When I was pregnant with my son Raiden I was determined to give nothing but the best when he came into the world. My whole world change the second I was born. I fell in love instantly. I was going to keep my word and give him the world. Lately I've been very upset with myself. I feel like I'm lacking as a mother. I became a manager 7 months ago,making me work 60 hours a week making everyday so much shorter than it should be with my son. I'm expected to be very focused at work and give all that I have. I come home so tired that when I wake up in the morning with my son after making him breakfast...I fall asleep on him, can't play with him, and since I work nights from 3pm-2 am....I can't hardly lay him down and watch his eyes flutter to go to sleep, read bedtime stories, and cook him dinner. His dad/boyfriend, my parents and boyfriends parents are so amazing and does so much for Raiden. I just don't know what to think of myself. I'm trying so hard to do my share with having a job and paying half the bills, but I feel like love is more than money. Why can't life be easy? Why do I do this to my baby because of my feelings I'm writing in a journal every night to read when he grows up. Hopefully he doesn't think I'm neglecting him intentionally and maybe he will see how hard I tried to do what I can for my honey.

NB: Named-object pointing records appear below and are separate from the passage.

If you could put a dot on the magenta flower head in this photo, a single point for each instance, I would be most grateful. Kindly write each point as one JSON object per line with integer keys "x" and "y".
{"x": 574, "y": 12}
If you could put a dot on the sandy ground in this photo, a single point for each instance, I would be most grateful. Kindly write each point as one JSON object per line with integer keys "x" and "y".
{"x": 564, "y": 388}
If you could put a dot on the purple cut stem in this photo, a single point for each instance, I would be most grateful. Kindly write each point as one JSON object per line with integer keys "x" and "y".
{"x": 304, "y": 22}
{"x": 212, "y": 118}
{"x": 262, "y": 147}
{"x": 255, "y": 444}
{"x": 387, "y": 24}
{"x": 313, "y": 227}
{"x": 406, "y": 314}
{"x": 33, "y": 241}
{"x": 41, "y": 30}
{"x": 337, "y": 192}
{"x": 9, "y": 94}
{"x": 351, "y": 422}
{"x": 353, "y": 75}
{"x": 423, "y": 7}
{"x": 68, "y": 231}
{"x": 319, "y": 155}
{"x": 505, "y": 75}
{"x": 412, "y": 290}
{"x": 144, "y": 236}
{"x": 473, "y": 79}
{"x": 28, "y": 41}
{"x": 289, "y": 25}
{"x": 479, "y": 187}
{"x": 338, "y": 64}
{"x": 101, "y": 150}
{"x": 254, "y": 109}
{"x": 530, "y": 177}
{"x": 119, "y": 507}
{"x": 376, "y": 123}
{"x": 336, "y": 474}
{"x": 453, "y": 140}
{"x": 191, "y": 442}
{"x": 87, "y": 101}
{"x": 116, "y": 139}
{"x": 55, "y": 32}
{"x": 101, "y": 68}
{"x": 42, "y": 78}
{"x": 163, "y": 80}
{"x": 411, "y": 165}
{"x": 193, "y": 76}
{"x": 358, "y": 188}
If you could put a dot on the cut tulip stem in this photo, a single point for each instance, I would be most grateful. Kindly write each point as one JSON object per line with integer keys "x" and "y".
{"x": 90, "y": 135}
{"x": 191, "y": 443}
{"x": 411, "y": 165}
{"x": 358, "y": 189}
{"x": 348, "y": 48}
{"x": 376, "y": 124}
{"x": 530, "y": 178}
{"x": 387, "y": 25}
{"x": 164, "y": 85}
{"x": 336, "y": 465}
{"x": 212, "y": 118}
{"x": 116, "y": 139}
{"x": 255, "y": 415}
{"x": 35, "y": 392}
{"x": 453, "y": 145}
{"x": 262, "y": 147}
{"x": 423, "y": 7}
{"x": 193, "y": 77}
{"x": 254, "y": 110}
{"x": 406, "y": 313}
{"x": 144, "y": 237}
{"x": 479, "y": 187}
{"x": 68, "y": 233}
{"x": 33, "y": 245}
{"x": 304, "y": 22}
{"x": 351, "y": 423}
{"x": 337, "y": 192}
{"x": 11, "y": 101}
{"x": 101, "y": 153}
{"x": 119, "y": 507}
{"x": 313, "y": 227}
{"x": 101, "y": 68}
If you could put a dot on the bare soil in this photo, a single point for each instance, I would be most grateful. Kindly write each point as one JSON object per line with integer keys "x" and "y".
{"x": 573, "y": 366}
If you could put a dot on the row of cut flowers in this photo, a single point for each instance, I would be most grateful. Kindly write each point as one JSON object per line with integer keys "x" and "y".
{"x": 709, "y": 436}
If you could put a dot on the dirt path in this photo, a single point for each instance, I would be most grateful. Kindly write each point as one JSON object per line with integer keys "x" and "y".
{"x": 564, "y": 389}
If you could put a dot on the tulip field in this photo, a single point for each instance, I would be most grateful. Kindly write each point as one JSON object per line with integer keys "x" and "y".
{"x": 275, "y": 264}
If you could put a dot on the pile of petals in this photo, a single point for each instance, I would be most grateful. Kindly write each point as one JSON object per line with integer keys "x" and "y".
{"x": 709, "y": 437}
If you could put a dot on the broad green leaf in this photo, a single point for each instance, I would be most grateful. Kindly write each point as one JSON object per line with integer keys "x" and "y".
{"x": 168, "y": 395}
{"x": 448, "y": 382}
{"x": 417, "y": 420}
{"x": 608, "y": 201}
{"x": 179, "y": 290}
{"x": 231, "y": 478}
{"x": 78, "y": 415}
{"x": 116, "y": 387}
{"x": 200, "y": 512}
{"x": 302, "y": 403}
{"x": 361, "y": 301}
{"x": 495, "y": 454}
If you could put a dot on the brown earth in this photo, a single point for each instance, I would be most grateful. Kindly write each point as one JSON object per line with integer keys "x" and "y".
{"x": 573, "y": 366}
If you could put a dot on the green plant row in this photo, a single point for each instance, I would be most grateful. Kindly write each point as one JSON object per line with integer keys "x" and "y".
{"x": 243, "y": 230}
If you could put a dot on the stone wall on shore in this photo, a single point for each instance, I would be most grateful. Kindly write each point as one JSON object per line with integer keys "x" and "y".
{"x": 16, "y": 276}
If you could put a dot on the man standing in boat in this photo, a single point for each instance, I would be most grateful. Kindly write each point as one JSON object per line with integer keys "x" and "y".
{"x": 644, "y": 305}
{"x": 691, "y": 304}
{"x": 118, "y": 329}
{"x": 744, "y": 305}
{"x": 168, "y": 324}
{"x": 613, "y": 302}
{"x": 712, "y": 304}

Re: Very sad about not being there as much for my son.
Who says you aren't giving your son the best? He has a mother who adores him, who has a great up-and-coming career that will help provide him with future opportunities. He has a father and grandparents to spend quality time with and love. He has a roof over his head and food in his belly.
You're doing a great job. And you're a great parent. I guarantee you, no father (working or otherwise) ever bothered with the thoughts you're having.
I think it's really awful and sexist to say that men are not interested in work life balance or that only moms make good stay at home parents.